Part of Jantar Mantar, the 18th century observatory at Jaipur, India. Click the image to see more incredible pictures. [Credit: GSZ on Flickr]
As regular readers of this blog know, I often think about the beauty that can be found in the scientific enterprise. Not all scientific instruments are as obviously aesthetic as Jantar Mantar, though I think many of them have a beauty of their own. I find it interesting that we (at least in modern culture) often regard technology to be most beautiful when it isn’t obviously technological. Jantar Mantar is so wonderfully geometrical, it looks like a work of art rather than a sophisticated scientific instrument. But consider also the Yerkes Observatory in Wisconsin, which was built to be architecturally elegant while it’s far more obviously a telescope dome. I imagine they get many visitors there just to look at the building, even without the huge telescope inside.

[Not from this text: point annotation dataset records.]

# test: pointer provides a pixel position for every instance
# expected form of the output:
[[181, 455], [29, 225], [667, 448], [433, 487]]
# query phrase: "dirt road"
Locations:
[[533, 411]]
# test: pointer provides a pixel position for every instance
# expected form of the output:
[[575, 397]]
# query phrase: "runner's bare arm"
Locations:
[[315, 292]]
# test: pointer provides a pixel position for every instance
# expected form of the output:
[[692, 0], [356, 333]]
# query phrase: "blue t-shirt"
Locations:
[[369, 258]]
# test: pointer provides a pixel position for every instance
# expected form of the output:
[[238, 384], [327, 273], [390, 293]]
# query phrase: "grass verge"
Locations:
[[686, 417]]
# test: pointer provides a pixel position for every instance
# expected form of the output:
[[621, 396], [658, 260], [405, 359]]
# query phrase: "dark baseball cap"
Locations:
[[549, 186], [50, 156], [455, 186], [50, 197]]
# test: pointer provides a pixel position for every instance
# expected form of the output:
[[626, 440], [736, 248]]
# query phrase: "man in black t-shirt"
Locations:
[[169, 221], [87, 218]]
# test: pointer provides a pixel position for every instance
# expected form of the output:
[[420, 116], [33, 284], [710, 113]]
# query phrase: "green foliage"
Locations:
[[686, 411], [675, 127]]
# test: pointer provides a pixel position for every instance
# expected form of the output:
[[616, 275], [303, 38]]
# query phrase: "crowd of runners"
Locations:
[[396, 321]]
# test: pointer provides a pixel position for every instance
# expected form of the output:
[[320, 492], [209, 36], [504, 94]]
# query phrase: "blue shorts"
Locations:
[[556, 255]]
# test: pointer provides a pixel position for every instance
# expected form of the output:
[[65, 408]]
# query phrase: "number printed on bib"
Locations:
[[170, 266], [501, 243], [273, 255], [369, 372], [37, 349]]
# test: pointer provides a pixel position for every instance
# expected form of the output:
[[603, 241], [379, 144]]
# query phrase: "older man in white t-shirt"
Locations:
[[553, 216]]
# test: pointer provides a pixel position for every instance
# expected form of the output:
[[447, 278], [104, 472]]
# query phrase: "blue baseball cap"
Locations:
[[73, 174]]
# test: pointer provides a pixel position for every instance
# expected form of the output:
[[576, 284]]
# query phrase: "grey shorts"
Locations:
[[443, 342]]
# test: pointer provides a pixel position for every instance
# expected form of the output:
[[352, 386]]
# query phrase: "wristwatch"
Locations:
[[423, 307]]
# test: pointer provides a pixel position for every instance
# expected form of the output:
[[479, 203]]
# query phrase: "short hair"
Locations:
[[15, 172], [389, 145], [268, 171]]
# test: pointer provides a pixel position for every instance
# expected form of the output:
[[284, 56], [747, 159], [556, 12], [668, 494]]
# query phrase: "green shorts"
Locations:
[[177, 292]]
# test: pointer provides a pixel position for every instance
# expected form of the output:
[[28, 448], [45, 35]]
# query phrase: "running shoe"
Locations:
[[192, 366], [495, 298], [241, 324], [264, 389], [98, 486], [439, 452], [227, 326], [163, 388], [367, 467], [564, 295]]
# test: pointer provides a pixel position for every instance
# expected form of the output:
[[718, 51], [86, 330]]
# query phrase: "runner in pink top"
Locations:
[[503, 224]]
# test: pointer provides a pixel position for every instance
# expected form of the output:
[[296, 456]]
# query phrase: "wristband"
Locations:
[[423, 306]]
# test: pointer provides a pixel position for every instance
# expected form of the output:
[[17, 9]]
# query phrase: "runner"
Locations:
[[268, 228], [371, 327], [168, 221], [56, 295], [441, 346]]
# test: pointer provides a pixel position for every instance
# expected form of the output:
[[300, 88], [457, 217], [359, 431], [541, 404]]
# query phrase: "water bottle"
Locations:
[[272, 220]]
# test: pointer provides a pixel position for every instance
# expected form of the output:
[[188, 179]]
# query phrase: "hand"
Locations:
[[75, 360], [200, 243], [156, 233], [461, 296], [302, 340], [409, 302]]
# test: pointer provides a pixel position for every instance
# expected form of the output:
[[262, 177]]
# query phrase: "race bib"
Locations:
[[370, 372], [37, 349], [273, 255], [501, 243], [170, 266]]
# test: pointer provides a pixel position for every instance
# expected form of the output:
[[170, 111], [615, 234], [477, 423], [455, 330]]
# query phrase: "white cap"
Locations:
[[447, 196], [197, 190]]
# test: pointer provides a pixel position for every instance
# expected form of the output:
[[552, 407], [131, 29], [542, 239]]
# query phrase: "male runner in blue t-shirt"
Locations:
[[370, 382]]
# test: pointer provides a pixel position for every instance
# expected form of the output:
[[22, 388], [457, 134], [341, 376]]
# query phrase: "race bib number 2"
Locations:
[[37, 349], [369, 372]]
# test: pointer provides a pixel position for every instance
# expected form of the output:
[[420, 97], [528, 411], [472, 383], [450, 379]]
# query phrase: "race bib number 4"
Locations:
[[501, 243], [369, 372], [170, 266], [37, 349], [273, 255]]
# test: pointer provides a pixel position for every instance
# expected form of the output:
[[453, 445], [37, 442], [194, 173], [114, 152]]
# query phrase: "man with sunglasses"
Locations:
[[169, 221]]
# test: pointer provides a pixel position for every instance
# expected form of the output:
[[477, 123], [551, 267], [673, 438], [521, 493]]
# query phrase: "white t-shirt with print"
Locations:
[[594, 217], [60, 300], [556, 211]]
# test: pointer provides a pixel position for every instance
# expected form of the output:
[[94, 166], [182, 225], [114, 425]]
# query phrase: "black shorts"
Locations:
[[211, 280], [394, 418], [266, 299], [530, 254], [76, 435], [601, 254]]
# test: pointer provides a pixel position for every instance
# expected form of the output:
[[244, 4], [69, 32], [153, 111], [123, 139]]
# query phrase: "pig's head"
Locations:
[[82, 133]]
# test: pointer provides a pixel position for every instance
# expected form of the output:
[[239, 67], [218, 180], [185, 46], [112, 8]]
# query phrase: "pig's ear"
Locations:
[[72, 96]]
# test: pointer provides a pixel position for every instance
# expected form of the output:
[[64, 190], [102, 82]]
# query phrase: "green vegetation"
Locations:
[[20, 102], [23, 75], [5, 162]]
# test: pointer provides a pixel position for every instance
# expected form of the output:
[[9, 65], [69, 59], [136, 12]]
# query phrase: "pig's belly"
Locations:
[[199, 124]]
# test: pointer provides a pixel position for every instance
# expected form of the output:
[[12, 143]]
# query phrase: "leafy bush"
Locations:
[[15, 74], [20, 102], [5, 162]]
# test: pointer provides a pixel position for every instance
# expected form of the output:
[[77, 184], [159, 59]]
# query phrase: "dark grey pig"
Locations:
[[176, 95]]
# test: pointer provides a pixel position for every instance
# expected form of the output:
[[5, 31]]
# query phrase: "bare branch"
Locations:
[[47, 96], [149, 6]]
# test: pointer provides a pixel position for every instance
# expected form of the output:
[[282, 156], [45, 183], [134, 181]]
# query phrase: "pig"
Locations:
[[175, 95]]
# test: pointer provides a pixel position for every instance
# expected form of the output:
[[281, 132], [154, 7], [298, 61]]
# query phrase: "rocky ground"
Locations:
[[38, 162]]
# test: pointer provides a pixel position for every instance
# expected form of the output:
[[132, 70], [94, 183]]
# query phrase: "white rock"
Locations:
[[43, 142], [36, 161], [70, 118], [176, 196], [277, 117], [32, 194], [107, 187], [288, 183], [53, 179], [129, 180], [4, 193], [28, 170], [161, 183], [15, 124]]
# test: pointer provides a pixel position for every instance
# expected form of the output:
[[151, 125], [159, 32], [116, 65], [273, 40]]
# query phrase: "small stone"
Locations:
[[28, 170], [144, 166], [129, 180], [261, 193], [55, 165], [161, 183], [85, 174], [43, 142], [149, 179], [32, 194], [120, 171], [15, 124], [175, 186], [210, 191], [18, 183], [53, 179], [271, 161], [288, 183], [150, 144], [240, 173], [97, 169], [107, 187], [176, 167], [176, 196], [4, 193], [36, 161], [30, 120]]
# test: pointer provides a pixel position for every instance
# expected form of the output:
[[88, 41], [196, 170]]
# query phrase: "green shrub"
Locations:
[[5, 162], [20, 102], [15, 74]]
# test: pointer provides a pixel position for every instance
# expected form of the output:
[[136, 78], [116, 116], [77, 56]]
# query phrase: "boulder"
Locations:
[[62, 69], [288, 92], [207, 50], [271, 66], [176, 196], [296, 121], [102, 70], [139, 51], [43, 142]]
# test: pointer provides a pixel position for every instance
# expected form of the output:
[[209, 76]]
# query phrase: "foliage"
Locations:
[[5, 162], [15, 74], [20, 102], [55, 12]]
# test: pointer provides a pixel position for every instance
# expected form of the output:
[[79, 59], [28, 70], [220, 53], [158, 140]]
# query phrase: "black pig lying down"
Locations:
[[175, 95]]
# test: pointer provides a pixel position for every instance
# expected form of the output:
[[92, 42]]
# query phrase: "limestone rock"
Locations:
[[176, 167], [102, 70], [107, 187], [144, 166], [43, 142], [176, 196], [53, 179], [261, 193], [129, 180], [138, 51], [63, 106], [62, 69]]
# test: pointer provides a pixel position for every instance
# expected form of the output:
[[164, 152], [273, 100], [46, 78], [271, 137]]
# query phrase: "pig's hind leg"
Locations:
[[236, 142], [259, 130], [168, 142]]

I think this may be the most impressive image I’ve yet seen of the Sun. It shows a filament – a stream of gas shaped by the Sun’s magnetic field. [Credit: Bret Dahl/Astronomy Picture of the Day]
Some images can work on both levels. Consider the “new” image of Jupiter from Voyager 1—yes, that Voyager 1!—that was just posted at the Planetary Society to commemorate the 35th anniversary of the probe’s launch.

New mosaic of Jupiter, created from 1979 images taken by Voyager 1. Click on the image to see a much larger version, and to read the entire story of how Björn Jónsson made the mosaic – it’s fascinating to know how it was done, even though the image can be appreciated on its own. [Credit: NASA/JPL/Björn Jónsson]
I’ll leave this post with two more incredible images, both recent, both created in a similar way—while they commemorate very different achievements. The first: a view from Moon orbit of the Apollo 11 landing site, which NASA posted in honor of the death of Neil Armstrong last week.

The Apollo 11 landing site, as seen from Moon orbit by the Lunar Reconnaissance Orbiter (LRO). Let what you’re seeing sink in for a moment: the image includes the base of the Lunar Module, the camera Neil Armstrong famously left behind on the Moon’s surface, and the actual tracks left by Armstrong and Buzz Aldrin. [Credit: NASA/U. of Arizona]
The second image also is from orbit, but Mars orbit. No human has yet set foot on Mars, but the image commemorates a different kind of exploration: the robotic rover Curiosity.

The Curiosity rover, as seen from Mars orbit by the HiRISE camera on the Mars Reconnaissance Orbiter. The image is so clear you can see the shadow of the rover’s mast and hints of its wheels. [Credit: NASA/JPL/UA /Emily Lakdawalla]
Beauty—natural, artificial, intellectual—is brought forth and revealed by technology.